Stating that the overall asset restructuring in the banking system has touched Rs 3.25 lakh crore as of June, RBI Executive Director B Mahapatra today said loan recast has gone "out of control" and all stakeholders need to tackle the problem jointly.
"Till March 2011, things were manageable. We had around Rs 1.1 lakh crore in recast loans, but now if you see, things are quite out of control. It has gone up to Rs 2.7 lakh crore. This is only CDR (corporate debt restructuring) and if you put both (CDR and bilateral restructuring cases between banks and companies) together, may be it might exceed Rs 3.25 lakh crore," he said at the annual Bancon here.
Mahapatra said the Reserve Bank of India was willing to "tolerate a bit of restructuring," but he exhorted banks to provide more against potential asset quality troubles and promoters to get more equity and personal guarantees.
"We'll tolerate a bit of restructuring, we will give the regulatory forbearance, offer more time -- that is the loss or the sacrifice that we as regulators are willing to make. But you as bankers should also be willing to make more provisions...and the borrowers should also sacrifice, he should bring in more equity," he said.
"It is a loss-sharing arrangement. In a system, when there is a problem, all the stakeholders should share the loss," the executive director said.
Mahapatra pointed out that the RBI has increased the provisioning requirements for banks from 2 per cent earlier to up to 5 per cent in some cases.
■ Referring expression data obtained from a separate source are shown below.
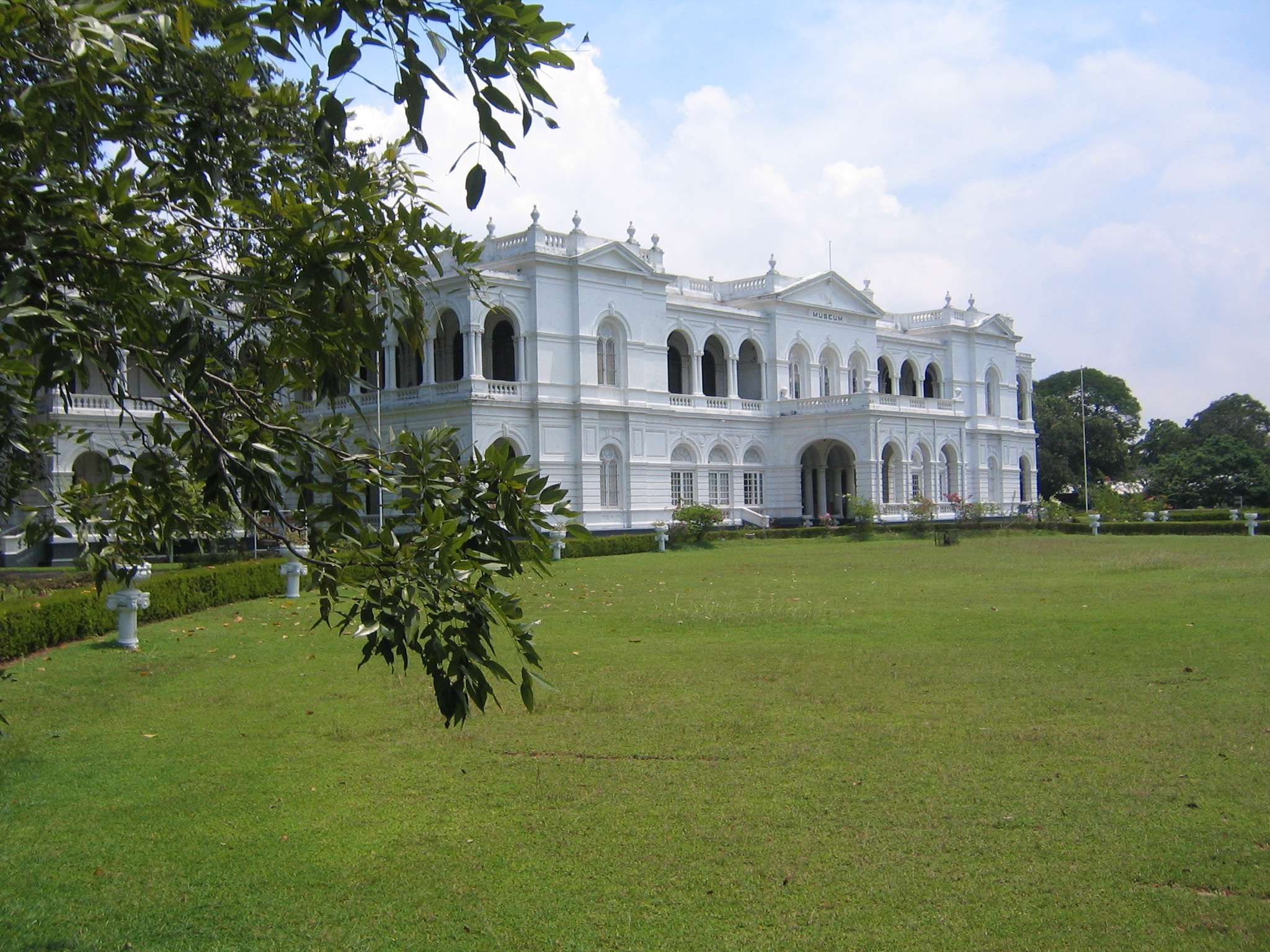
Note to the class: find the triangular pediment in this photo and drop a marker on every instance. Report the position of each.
(618, 255)
(828, 291)
(997, 324)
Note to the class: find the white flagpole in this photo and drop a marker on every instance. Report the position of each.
(1085, 450)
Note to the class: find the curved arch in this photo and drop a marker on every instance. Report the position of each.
(678, 362)
(949, 472)
(908, 377)
(714, 366)
(1026, 480)
(893, 472)
(992, 391)
(610, 352)
(499, 346)
(887, 382)
(933, 380)
(683, 452)
(447, 347)
(799, 368)
(610, 477)
(750, 369)
(858, 371)
(721, 455)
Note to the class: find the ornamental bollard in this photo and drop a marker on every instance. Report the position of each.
(294, 570)
(127, 602)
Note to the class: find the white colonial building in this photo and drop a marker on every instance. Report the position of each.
(773, 398)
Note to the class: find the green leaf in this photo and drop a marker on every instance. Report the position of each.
(475, 186)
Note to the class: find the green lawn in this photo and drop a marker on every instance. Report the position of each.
(1024, 743)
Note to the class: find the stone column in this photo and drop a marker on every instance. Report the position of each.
(390, 367)
(127, 602)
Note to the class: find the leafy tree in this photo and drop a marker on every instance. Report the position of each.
(1237, 415)
(1113, 419)
(698, 518)
(1162, 439)
(171, 202)
(1212, 472)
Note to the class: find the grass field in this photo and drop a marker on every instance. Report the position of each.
(1026, 743)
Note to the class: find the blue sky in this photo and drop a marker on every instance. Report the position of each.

Seeking to allay concerns, Mahapatra said things are not as bad as they are made out to be. He said the total stress in the system, including non-performing assets (NPAs) and restructured assets, is under 10 per cent, which is less than the 16 per cent level in the aftermath of the 1997 Asian financial crisis.
The situation is not "panicky," he said. Most of the stress comes from infrastructure and allied sectors, Mahapatra said.
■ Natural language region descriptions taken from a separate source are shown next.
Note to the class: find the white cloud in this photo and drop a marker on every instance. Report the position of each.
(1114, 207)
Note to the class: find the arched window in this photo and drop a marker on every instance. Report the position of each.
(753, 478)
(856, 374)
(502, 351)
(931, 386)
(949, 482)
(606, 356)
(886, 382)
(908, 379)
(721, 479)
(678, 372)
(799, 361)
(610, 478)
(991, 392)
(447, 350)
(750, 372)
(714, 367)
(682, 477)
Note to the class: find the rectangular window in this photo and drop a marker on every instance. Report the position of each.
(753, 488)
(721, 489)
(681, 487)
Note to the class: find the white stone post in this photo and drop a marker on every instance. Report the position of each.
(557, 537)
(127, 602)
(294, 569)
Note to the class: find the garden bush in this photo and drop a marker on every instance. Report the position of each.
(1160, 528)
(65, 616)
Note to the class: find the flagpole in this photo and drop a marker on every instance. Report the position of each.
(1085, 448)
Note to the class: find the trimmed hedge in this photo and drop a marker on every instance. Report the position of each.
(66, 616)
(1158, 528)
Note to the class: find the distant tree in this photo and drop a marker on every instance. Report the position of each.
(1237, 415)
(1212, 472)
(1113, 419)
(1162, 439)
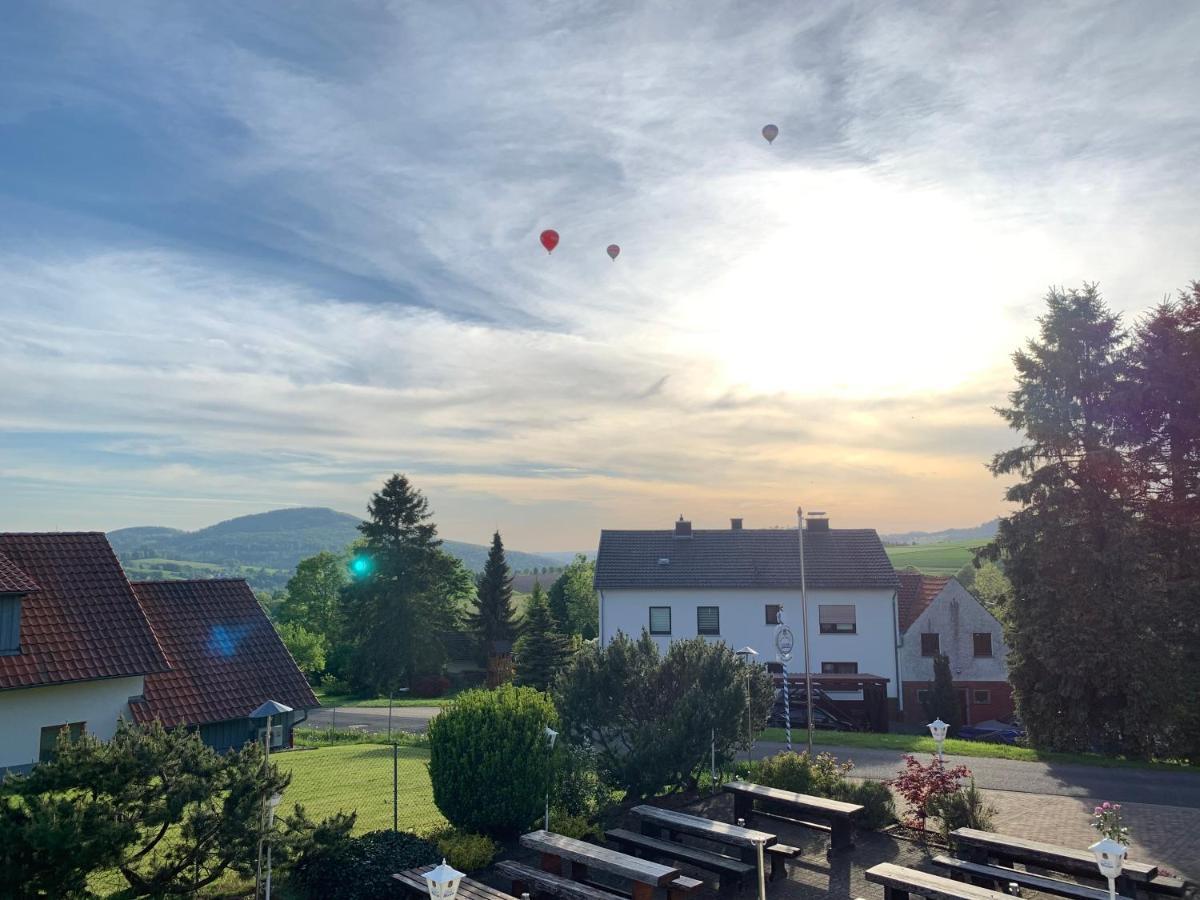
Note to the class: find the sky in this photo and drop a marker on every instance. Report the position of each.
(262, 255)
Meanwhile, without sharing details, Mahapatra said the RBI was planning to encourage early recognition of stress in the books so that a problem can be dealt with when the first signs become visible.
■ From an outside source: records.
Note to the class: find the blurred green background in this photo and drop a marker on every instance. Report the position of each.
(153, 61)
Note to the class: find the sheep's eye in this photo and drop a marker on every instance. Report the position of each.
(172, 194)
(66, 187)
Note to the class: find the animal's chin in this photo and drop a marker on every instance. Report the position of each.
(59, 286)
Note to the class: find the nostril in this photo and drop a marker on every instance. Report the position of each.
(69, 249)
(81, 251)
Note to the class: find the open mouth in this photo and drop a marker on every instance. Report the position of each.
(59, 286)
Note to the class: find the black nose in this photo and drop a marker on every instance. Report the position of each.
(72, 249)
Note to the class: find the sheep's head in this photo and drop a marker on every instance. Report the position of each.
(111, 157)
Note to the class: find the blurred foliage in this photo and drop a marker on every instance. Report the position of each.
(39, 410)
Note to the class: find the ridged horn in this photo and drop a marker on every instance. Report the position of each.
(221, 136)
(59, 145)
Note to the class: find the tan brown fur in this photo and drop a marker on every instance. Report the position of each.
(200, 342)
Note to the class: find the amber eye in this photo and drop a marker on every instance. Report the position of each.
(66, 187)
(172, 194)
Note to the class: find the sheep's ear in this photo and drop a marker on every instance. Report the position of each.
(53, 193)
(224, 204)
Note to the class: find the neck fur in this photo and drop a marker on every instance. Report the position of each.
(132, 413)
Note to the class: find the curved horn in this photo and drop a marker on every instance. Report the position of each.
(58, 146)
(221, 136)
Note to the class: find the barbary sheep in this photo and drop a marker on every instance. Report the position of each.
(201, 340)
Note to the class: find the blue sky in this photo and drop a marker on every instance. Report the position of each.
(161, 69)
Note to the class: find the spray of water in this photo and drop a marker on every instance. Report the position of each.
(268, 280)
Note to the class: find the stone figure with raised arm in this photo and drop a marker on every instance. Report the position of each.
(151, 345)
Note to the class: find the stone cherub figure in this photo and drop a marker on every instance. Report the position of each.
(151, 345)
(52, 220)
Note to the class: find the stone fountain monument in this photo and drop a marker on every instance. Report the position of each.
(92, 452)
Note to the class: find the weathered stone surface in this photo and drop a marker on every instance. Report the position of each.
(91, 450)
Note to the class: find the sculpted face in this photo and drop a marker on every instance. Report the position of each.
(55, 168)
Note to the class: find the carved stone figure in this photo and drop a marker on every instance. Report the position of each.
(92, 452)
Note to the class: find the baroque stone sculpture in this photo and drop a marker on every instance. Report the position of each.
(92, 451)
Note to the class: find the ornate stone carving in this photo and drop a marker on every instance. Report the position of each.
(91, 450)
"If you recognise NPL early or you go for early restructuring, probably we will incentivise you," he told bankers, hinting that the initiative may involve reporting an NPA before the current 90-day period for an asset to be classified as such.
"Before 90 days, you know the trend. We are still working on it, nothing is finalised," he said. Governor Raghuram Rajan yesterday said the RBI would announce steps to incentivise early recognition, better resolution and fair recovery of distressed loans. Mahapatra also expressed concern at the falling provision coverage ratios of the banking system, saying they have on average slipped to 45 per cent from over 55 per cent three years ago.
Ideally, the RBI would like to see the number go up to 55-60 per cent, excluding provisions towards standard assets, as is the practice in our country, he added.